Freshly disturbed earth is very enticing to chickens and nothing is quite as upsetting as finding that the flock has uprooted a plant that I just planted. To deter unwanted excavation, I surround new plantings with pavers or rocks to give them a fighting chance. Works like a charm!
There are some areas in my chicken yard that I do not want redecorated for me. While we have mulch as far as the eye can see behind the chicken coops, invariably, my chickens would rather forage and dust bathe in the mulch adjacent to the grass, kicking it onto the grass. To deter this behavior and limit the amount of mulch I have to rake up and relocate nightly, I buried hardware cloth shallowly underneath the mulch in a few, select areas. I bend the edges of the wire down, which anchors it into the ground a bit and ensures that no sharp edges are exposed.

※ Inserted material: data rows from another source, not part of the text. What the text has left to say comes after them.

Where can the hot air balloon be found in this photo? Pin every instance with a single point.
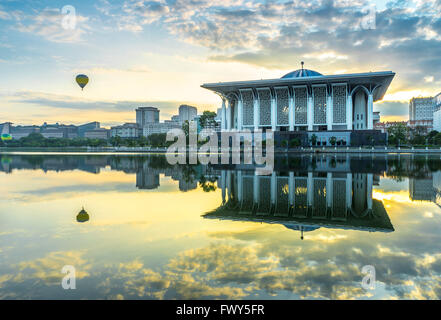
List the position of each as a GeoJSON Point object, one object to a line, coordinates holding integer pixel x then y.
{"type": "Point", "coordinates": [83, 216]}
{"type": "Point", "coordinates": [82, 80]}
{"type": "Point", "coordinates": [6, 137]}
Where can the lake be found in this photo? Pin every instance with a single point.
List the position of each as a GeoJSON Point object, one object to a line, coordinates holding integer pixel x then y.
{"type": "Point", "coordinates": [150, 230]}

A FEW THOUGHTS ABOUT THE LAWN
I am often asked how my lawn remains lush in the face of 40 some marauding chickens. I really don’t know for sure. I do know that throwing scratch or other treats onto the lawn is begging to have them tear it up. Do not toss treats out onto the grass- it only serves to encourage endless scratching.
It is possible to repair damaged areas of the lawn without re-seeding it or banishing the chickens to Siberia for the duration. The key is keeping the chickens off the nekked spots to allow the grass to re-grow. To do that, I toss a piece of chicken wire or hardware cloth on top of the bare spot and let it grow tall before removing the wire.
When all else fails, use non-living items to add color and interest to the chicken yard. Watering cans, galvanized steel pieces, a wagon wheels, a park bench, a rusty cultivator…the possibilities are endless.